The main objective of this doctoral thesis was twofold. The first part was to further explore the potential of Fourier transform infrared (FTIR) and visible-near infrared (VNIR) spectroscopy in paleolimnological studies as a) an alternative tool to conventional methods for quantifying biogenic silica (bSi) – a common proxy of paleoproductivity in lakes – in sediments and b) as a tool to infer past lake-water total organic carbon (TOC) levels from sediments. In a methodological study, I developed an independent application of FTIR spectroscopy and PLS modeling for determining bSi in sediments by using synthetic sediment mixtures with known bSi content. In contrast to previous models, this model is independent from conventional wet-chemical techniques, which had thus far been used as the calibration reference, and their inherent measurement uncertainties. The second part of the research was to apply these techniques as part of three multi-proxy studies aiming to a) improve our understanding of long-term element cycling in boreal and arctic landscapes in response to climatic and environmental changes, and b) to assess ongoing changes, particularly in lake-water TOC, on a centennial to millennial time scale.

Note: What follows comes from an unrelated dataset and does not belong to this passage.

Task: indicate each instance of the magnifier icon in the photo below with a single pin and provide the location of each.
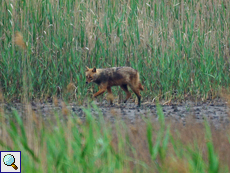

In the first applied study, high-resolution FTIR measurements of the 318-m long sediment record of Lake El’gygytgyn provided a detailed insight into long-term climate variability in the Siberian Arctic over the past 3.6 million years. Highest bSi accumulation occurred during the warm middle Pliocene (3.6-3.3 Ma), followed by a gradual but variable decline, which reflects the first onset of glacial periods and then the finally full establishment of glacial–interglacial cycles during the Quaternary. The second applied study investigated the sediment record of Torneträsk in subarctic northern Sweden also in relation to climate change, but only over the recent post-glacial period (~10 ka). By comparing responses to past climatic and environmental forcings that were recorded in this large-lake system with those recorded in small lakes from its catchment, I determined the significance and magnitude of larger-scale changes across the study region. Three different types of response were identified over the Holocene: i) a gradual response to the early landscape development following deglaciation (~10000-5300 cal yr BP); ii) an abrupt but delayed response following climate cooling during the late Holocene, which occurred c. 1300 cal yr BP – about 1000-2000 years later than in smaller lakes from the area; and iii) an immediate response to the ongoing climate change during the past century. The rapid, recent response in a previously rather insensitive lake-ecosystem emphasizes the unprecedented scale of ongoing climate change in northern Fennoscandia. In the third applied study, VNIR-inferred lake-water TOC concentrations from lakes across central Sweden showed that the ongoing, observed increase in surface water TOC in this region was in fact preceded by a long-term decline beginning already AD 1450-1600. These dynamics coincided with early human land use activities in the form of widespread summer forest grazing and farming that ceased over the past century. The results of this study show the strong impact of past human activities on past as well as ongoing TOC levels in surface waters, which has thus far been underestimated. The research in this thesis demonstrates that infrared spectroscopic methods can be an essential component in high-resolution, multi-proxy studies of past environmental and climate changes.